Des initiatives en termes de réorganisation au niveau du groupe continuent d’être prises.

Nathalie Moraux, Banque Degroof Petercam Luxembourg

Philippe Masset, notre CEO groupe, a été très présent pendant quelques mois, jusqu’à l’arrivée de Bruno Houdmont, qui est donc le premier CEO de Banque Degroof Petercam Luxembourg depuis le 6 décembre dernier.

Bien sûr, des initiatives en termes de réorganisation au niveau du groupe continuent d’être prises et mises en place dans un souci de cohérence, de rationalité et d’efficience de son fonctionnement. Le tout dans le contexte d’inflation réglementaire et de concurrence que nous connaissons à tous les niveaux. Le processus n’est donc pas encore fini, les charges de travail tant individuelles que collectives sont encore très lourdes, mais chacun de nos 340 collaborateurs doit être convaincu qu’il participe à la construction de la pérennité de notre banque.

Comment se profilent les 30 années à venir, dans cet environnement législatif et concurrentiel particulièrement mouvant que vous évoquiez? 

«Comme je viens de le dire, nous continuons à travailler sur la cohérence, la rationalité et l’efficacité, tout en préservant nos valeurs et les mythes fondateurs de Degroof et Petercam.

L’environnement réglementaire est un bon exemple également de ce besoin vital pour la banque de se doter d’équipes bien organisées dans les domaines juridiques, du risk management, de la compliance, etc. Nous évoluons dans un contexte inflationniste en la matière, qui coûte très cher en ressources et en temps pour être ‘compliant’, mais qui pourrait coûter bien plus cher si nous ne l’étions pas. Ces règles sont, pour la plupart, européennes.
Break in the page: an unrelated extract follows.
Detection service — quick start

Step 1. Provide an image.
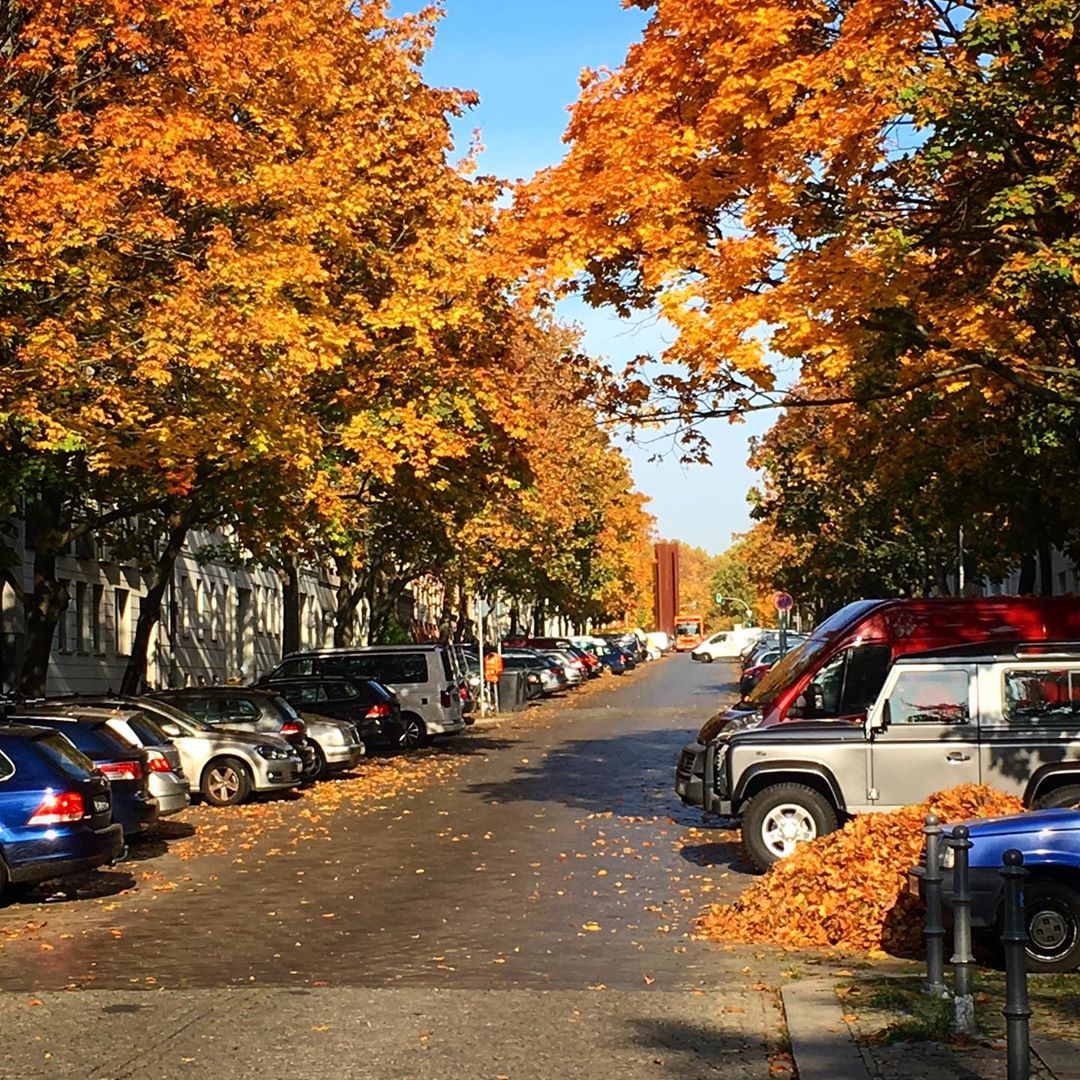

Une bonne organisation, un partage entre les entités des différents pays du groupe permettent d’être plus efficaces à moindre coût.

Se doter de talents dans ces métiers dont on ne parlait pas il y a 30 ans, investir dans nos équipes en place, continuer à exceller dans les métiers qui sont les nôtres sont une partie de ce qui nous permettra de continuer à rencontrer le succès.

Quant à la concurrence… Notre clientèle change, et il est temps d’être un peu moins discret. Si vous passez par l’aéroport du Findel, vous verrez ce que vous n’auriez jamais imaginé voir il y a 30 ans!»